A única alternativa é sua não aprovação. Essa proposta não afeta somente a área da Saúde, mas todas as áreas sociais. Além disso, ela fere princípios básicos da democracia, pois, ao congelar o nível do gasto federal por vinte anos, está definindo que os próximos presidentes, deputados e senadores não têm nada a fazer em termos de política fiscal. É importante dizer que essa proposta não tem paralelo em nenhum país. Até agora, ninguém tinha ousado tanto, em nome da necessidade de gerar “caixa” para o pagamento dos credores. Medida mais eficaz, no tocante a esses objetivos explícitos, seria praticar taxas de juros menores, que reduziriam o tamanho da dívida pública e seu serviço.
Quais medidas deveriam ser tomadas para que a gestão dos recursos do SUS pudesse trazer melhores resultados?
Várias medidas, muitas das quais já, há muito, são praticadas pelo Ministério da Saúde, envolvendo os demais níveis de governo. De qualquer maneira, por mais que uma boa gestão deva ser sempre procurada, ela só tem capacidade de otimizar os recursos existentes, não podendo fazer frente ao subfinanciamento. Para entender essa limitação, basta lembrar que o Brasil gasta somente 3,9% com a Saúde Pública, quando países com sistema semelhante (público e universal) investem 8% em média. Nenhuma boa gestão é capaz de “suprir” essa diferença. E esses 3,9% são o resultado do aporte de recursos das três esferas de governo. No caso da esfera federal, objeto primeiro da PEC 241 (PEC 55), é apenas 1,7% do PIB.
Como avalia a proposta do governo de criar planos de saúde a preços populares para desafogar as filas no sistema público?
Um verdadeiro descalabro. Primeiro que implica atestar o início do fim do SUS, isto é, reconhecer que o Estado brasileiro não tem mais compromisso com o seu desenvolvimento. Em segundo lugar, teria como consequência o aumento da segmentação da saúde, pois planos de saúde a preços populares seriam dirigidos à população de renda mais baixa e certamente não garantiriam uma saúde integral.
É possível que a PEC 241 inviabilize a manutenção dos princípios constitucionais do SUS de universalidade, equidade e integralidade?

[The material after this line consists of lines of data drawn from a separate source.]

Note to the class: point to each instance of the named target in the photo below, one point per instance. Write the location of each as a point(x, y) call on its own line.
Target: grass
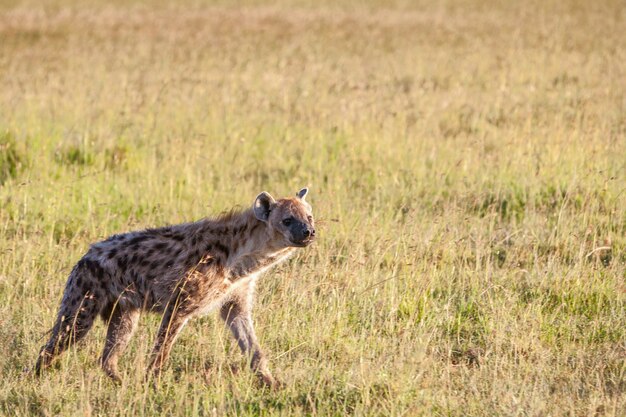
point(466, 160)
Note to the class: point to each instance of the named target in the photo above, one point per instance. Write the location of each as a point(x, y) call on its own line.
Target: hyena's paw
point(267, 379)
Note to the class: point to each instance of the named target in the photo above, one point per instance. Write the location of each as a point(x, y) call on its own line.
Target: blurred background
point(466, 162)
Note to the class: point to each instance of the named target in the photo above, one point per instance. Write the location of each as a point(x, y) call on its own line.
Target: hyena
point(180, 271)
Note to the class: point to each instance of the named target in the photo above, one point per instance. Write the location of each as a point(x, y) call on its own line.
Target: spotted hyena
point(181, 272)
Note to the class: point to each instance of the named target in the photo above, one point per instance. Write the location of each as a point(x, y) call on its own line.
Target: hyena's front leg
point(238, 317)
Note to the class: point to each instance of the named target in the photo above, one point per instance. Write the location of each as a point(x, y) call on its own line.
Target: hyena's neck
point(243, 242)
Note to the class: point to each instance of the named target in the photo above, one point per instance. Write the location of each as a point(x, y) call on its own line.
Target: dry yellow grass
point(467, 160)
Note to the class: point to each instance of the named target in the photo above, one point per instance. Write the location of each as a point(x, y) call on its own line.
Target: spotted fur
point(180, 272)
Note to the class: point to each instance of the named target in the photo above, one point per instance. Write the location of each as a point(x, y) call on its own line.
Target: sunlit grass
point(466, 161)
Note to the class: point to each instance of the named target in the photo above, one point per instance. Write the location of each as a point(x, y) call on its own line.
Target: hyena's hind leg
point(122, 325)
point(79, 308)
point(174, 319)
point(73, 323)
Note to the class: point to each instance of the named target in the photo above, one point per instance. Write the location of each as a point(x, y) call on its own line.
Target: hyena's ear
point(302, 193)
point(263, 206)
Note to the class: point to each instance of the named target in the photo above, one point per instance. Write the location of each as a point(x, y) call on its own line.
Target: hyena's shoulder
point(147, 247)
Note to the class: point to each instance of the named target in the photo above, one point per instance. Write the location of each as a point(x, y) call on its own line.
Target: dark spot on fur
point(222, 249)
point(122, 262)
point(138, 239)
point(178, 237)
point(160, 246)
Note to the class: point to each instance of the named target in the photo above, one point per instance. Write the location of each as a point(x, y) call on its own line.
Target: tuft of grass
point(11, 160)
point(466, 166)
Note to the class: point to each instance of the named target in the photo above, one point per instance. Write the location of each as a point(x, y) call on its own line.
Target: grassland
point(467, 166)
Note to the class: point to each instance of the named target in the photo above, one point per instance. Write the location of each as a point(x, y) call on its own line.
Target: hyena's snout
point(304, 234)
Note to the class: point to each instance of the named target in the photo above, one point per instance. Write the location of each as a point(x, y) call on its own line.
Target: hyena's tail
point(81, 304)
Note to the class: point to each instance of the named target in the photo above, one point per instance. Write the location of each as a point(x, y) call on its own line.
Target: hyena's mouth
point(302, 243)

Não há dúvida. A piora das condições financeiras do SUS, como consequên¬cia da PEC 241 (PEC 55), e a implantação de convênios médicos a preços populares levariam a uma situação de extrema segmentação da saúde, com predomínio do acesso a ações e serviços de saúde integrais somente àqueles com renda suficiente para pa¬gá-los. É necessário resistir a isso, dada a gravidade do que pode vir a se constituir a área da Saúde no Brasil. Felizmente, vários setores da sociedade têm se manifestado contra, e não só as entidades comprometidas diretamente com o SUS.